Face à cette réalité, le juriste panafricaniste a annoncé avoir adressé une demande officielle au président du Ghana, John Dramani Mahama. La correspondance, déposée à l’ambassade du Ghana à Paris et transmise également à la Commission de l’Union africaine ainsi qu’à la présidence ghanéenne, invite le chef d’État à inscrire la lutte contre l’esclavage moderne et ses séquelles à l’agenda africain porté devant les Nations Unies.

Pour Said Larifou, cette question doit être traitée avec la même détermination que celle de la traite transatlantique. Il estime qu’une approche globale et cohérente est indispensable pour restaurer la crédibilité du combat africain pour la justice et la dignité humaine.

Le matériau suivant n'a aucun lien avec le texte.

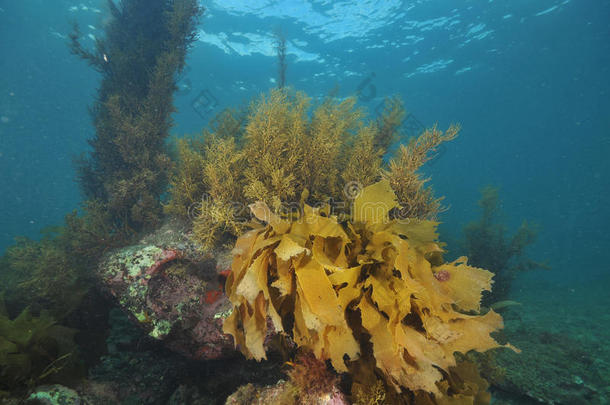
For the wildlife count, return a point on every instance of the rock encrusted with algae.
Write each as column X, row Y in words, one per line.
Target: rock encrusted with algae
column 172, row 289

La Conférence de Dakar sur le Droit international africain, prévue en novembre 2026, ambitionne justement de poser les bases d’un cadre juridique souverain permettant aux États africains de mieux protéger leurs citoyens et de lutter contre l’impunité. L’événement réunira juristes, responsables politiques, militants des droits humains et intellectuels autour de la question de la justice africaine et de la souveraineté juridique du continent.

En prélude à cette rencontre internationale, Said Larifou a également annoncé sa participation à une mobilisation prévue le 28 mars prochain à Dakar, aux côtés de Biram Dah Abeid et de plusieurs organisations abolitionnistes. L’objectif est de porter un message clair : la justice pour l’Afrique ne saurait être partielle ni sélective.

« La justice pour l’Afrique ne peut être que totale », insiste le juriste, appelant les dirigeants africains à regarder en face les réalités contemporaines du continent et à agir pour mettre fin définitivement aux pratiques qui portent atteinte à la liberté et à la dignité humaines.

À l’approche de la Conférence de Dakar 2026, cette déclaration relance ainsi un débat sensible mais crucial : celui de la responsabilité collective de l’Afrique dans la lutte contre toutes les formes d’esclavage, qu’elles soient héritées du passé ou encore bien présentes dans le présent.